Título: Ayres: Judiciário ameaça liberdade de imprensa
Autor: Suwwan, Leila
Fonte: O Globo, 27/11/2010, O País, p. 12
Ministro do STF afirma ser contra qualquer tipo de regulamentação e diz que "grande lei é a Constituição"
SÃO PAULO. O ministro Carlos Ayres Britto, do Supremo Tribunal Federal (STF), disse ontem, em um seminário da TV Cultura sobre a liberdade de imprensa, que setores do Judiciário são "saudosistas" e atuam como se a Lei de Imprensa estivesse ainda em vigor, apesar de o texto ter sido derrubado pelo STF.
- O Poder Judiciário está se comportando de forma saudosista. Não como um todo. Há nichos que parecem laborar no passado, quando a lei 5.204 estava em vigor, a mal-afamada Lei de Imprensa. A Lei de Imprensa, autoritária, consagradora de um projeto de poder e inimiga da liberdade de imprensa. Ela foi sepultada de ponta a ponta, não sobrou nada, pedra sobre pedra. E uma parte do Judiciário parece não entender isso - disse Ayres Britto, ao ser questionado sobre decisões judiciais que determinam censura prévia na imprensa.

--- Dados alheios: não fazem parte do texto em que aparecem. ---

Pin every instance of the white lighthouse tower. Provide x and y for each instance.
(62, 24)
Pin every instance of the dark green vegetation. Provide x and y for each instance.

Ayres Britto deixou claro ser contrário a qualquer tipo de regulamentação do exercício da liberdade de imprensa, que considera ter na Constituição sua "lei orgânica". Segundo ele, não há impedimento, porém, para que novas leis sejam criadas para tratar de procedimentos em caso de excessos ou abusos.
- A liberdade de imprensa não conhece meio termo. Ou é total ou não é liberdade de imprensa, é um arremedo. A grande lei é a Constituição. É a lei orgânica e somente ela, solitariamente posta. Nenhuma outra lei pode ter a pretensão de conformar o regime jurídico da liberdade de imprensa - disse o ministro. - Não pode haver lei dispondo sobre o tamanho, a extensão, a substância, o conteúdo e a duração ou temporalidade da liberdade de imprensa.
Segundo ele, a Constituição já prevê os casos de abuso e excessos - para os quais há previsão de direito de resposta, indenização e ação penal. Dessa forma, ainda segundo o ministro, apenas leis que tratem dessas consequências teriam espaço, sem afetar "a priori" a prática jornalística:
- Os dispositivos constitucionais são o bastante para orientar decisões judiciais. Nada impede que haja lei nos plano das consequências.
FHC: "O monopólio que mais preocupa é o estatal"
No mesmo seminário, o ex-presidente Fernando Henrique Cardoso afirmou que a desconfiança de que a liberdade de imprensa está ameaçada foi suscitada pela forma como o governo Lula pautou a discussão sobre a regulamentação da mídia e pela percepção de ingerência política em assuntos de Estado, a exemplo do que ocorre em agências reguladoras de outros setores.
O tucano fez apelo para que a participação do governo por meio da publicidade institucional e de estatais seja regulamentada, para impedir o que chamou de "monopólio público".
- O monopólio que mais preocupa é o estatal, porque o poder do Estado cresceu muito. O Estado tem a força reguladora, tem a capacidade de homogeneizar a informação e tem a força financeira - afirmou.
FH disse que considera "um tanto pretensiosa" a proposta feita pelo ministro da Secretaria de Comunicação Social, Franklin Martins, de "refundar" o Ministério das Comunicações, para que a pasta seja uma formuladora de políticas públicas.
- A origem (da discussão) é suspeita. Não por má intenção, mas pelo local, porque parte de um gabinete ao lado do presidente. Precisaria ter vindo do Ministério das Comunicações. Ouvi declarações de Franklin que me assustaram. Se (o debate sobre a regulação do setor) for feito de qualquer maneira, não é democrático. Aí começo a ter medo. Tem boi na linha. Por que fazer impositivamente? A discussão precisa ser ampla.